Obama is so scared of a similar predicament – a kind of Bay of Pigs-style fiasco – that he has punted on nearly every major foreign policy crisis. This presidency possesses neither the shadow of power nor the substance.

No wonder that 58 percent of Americans disapprove of this administration’s foreign policy, according to the New York Times, the highest it’s been since Obama took office in 2009. Even one-third of Democrats think his foreign policy is a shambles. Obama’s backers describe his worldview as one of “restraint,” that he is acting strategically to avoid getting us into more foreign entanglements. Obama is said to be a big fan of the biography of McGeorge Bundy, Lessons in Disaster. But he is learning the wrong lessons from Camelot. As JFK asked Arthur Schlesinger after the failed Bay of Pigs invasion, “What is prestige? Is it the shadow of power or the substance of power? We are going to work on the substance of power.” Obama is so scared of a similar predicament – a kind of Bay of Pigs-style fiasco – that he has punted on nearly every major foreign policy crisis. This presidency possesses neither the shadow of power nor the substance.

Nor does Obama’s policy of so-called “restraint” square with his penchant for making bold threats to our adversaries. If he truly wants the United States to retrench or be more selective with its commitments, then Obama should stop threatening the Assads and Putins of the world that they will incur the wrath of the United States when no such reckoning is in the cards. My beef with Obama is that his words (Nobody pushes us or our allies around!) does not match his rhetoric (Let’s boot Russia out of the G8!).

It would be easy to dismiss this as an unqualified former community organizer and cerebral law professor who found himself as the most powerful man in the world, and just isn’t comfortable wielding power on a global scale. He has preferred light footprints or no footprints at all to taking bold military actions, which explains his addiction to drones, and our “leading from behind” policy in Libya. Gone are the days when America could arch its eyebrow, as it were, and get its way. What Henrikson described as the “emanation of [American] power” is now a distant memory.

The trouble is not that the administration is trying to put out too many fires or lacks the bandwidth, as Stephen Walt and others have charged. It is that it has zero confidence in its ability to do anything at all, an incredibility of how power works sprinkled with a dangerous mix of naiveté from the Middle East to East Asia. This is not realism, as many of Obama’s liberal critics claim, it’s neo-isolationism dressed up as prudent restraint. It’s a blind faith that ignoring regional issues like Iraq will make them go away. It’s reacting to crises overseas, not preempting them proactively. So long as Obama believes that persuasion trumps power, he will have zero accomplishments on his foreign policy docket besides taking out Osama bin Laden. Meanwhile, the Syrian war is entering its fourth year, the former Soviet Union is being redrawn by the Kremlin’s hawks, and the Middle East is coming unglued.

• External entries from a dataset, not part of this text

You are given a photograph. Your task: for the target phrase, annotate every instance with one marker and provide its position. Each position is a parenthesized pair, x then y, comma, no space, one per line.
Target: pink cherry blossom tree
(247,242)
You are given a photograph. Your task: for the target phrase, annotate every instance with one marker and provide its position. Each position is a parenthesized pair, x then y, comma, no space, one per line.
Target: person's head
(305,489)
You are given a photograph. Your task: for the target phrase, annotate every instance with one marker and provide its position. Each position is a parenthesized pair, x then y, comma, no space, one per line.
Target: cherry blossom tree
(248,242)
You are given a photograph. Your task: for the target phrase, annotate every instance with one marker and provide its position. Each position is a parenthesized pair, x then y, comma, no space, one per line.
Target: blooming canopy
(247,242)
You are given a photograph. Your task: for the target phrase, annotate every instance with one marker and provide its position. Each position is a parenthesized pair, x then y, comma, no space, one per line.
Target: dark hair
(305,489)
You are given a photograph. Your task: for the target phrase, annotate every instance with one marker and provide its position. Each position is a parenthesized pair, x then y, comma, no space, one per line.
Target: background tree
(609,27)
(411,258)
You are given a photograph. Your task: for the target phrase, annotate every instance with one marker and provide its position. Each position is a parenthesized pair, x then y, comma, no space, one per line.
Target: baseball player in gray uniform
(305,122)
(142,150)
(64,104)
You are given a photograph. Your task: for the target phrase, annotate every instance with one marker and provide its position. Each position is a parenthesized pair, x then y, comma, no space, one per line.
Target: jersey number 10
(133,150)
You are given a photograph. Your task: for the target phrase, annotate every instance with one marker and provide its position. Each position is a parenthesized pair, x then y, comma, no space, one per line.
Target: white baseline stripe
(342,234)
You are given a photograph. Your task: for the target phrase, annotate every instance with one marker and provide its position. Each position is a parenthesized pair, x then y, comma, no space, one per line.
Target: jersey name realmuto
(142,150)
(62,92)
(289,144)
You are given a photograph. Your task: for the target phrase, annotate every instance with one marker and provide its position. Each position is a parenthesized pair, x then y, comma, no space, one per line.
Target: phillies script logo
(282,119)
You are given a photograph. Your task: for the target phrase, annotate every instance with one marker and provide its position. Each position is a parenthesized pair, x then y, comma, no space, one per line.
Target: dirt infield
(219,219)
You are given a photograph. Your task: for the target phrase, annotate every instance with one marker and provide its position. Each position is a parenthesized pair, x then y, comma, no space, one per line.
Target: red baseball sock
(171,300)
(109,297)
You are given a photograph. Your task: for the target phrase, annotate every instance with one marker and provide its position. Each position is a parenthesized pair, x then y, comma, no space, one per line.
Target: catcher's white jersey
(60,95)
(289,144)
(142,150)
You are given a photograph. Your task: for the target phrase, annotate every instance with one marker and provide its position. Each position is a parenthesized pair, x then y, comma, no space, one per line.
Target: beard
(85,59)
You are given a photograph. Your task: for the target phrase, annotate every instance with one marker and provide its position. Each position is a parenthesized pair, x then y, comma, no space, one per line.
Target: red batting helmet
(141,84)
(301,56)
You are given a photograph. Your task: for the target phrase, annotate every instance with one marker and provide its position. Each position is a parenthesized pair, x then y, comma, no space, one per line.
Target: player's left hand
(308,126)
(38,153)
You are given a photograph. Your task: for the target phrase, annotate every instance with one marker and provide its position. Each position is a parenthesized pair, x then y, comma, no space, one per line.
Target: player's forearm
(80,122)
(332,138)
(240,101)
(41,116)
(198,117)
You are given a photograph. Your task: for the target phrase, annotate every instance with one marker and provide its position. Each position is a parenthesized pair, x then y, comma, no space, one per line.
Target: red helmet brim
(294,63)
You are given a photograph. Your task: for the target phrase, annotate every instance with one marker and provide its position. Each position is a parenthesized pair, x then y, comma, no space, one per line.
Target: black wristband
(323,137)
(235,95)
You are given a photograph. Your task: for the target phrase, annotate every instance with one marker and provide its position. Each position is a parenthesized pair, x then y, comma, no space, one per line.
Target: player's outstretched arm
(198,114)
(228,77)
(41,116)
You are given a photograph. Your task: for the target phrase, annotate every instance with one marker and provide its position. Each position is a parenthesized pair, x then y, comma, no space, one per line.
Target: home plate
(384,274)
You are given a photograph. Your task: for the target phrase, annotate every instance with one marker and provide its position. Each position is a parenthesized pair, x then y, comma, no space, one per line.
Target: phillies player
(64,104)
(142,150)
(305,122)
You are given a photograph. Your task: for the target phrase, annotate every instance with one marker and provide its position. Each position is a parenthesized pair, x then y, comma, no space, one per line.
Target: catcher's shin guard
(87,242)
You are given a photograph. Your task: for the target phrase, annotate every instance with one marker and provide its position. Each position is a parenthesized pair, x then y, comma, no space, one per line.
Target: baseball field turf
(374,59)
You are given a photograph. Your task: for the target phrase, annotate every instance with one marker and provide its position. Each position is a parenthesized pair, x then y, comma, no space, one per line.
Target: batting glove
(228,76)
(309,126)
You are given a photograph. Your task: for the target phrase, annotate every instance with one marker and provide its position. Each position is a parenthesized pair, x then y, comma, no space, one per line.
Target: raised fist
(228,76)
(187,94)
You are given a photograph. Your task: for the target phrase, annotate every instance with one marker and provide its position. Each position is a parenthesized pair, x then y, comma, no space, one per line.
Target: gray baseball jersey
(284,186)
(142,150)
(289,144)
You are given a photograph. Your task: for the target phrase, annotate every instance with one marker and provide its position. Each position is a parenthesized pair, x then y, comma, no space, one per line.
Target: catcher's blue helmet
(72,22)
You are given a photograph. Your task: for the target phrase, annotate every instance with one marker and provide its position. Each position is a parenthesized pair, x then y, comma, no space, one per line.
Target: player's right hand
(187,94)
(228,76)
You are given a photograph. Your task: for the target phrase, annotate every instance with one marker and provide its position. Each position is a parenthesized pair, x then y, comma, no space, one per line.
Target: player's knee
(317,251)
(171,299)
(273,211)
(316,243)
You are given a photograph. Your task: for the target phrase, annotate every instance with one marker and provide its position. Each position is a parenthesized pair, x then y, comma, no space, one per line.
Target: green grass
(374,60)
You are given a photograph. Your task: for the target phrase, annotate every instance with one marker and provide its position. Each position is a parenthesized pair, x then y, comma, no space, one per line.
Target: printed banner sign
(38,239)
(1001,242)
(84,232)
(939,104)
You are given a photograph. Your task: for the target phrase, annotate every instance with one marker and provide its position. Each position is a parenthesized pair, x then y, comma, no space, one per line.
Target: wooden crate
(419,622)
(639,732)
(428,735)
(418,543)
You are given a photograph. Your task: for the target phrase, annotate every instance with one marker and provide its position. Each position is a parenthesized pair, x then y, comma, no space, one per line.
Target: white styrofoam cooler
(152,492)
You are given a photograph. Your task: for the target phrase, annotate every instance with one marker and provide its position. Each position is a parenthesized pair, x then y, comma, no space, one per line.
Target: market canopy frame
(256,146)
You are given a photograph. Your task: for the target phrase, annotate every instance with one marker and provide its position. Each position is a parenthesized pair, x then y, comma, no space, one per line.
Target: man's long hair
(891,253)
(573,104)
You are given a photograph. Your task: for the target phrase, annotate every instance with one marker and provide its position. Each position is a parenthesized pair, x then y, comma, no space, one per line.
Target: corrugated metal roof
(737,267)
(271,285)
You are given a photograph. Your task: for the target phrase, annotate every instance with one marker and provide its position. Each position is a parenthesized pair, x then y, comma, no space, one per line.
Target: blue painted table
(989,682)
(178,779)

Joseph Nye of Harvard has written that incrementalist leaders (Dwight Eisenhower) tend to be more effective and leave a more indelible ink on the world than transformational ones (Woodrow Wilson). The trouble with Obama is that he is neither. He does not believe in the ability of American power to achieve its aims abroad. His speeches are inspirational, but his actions abroad are anything but. That is not a shrewd policy of restraint or realism – that’s just cluelessness on how the world works.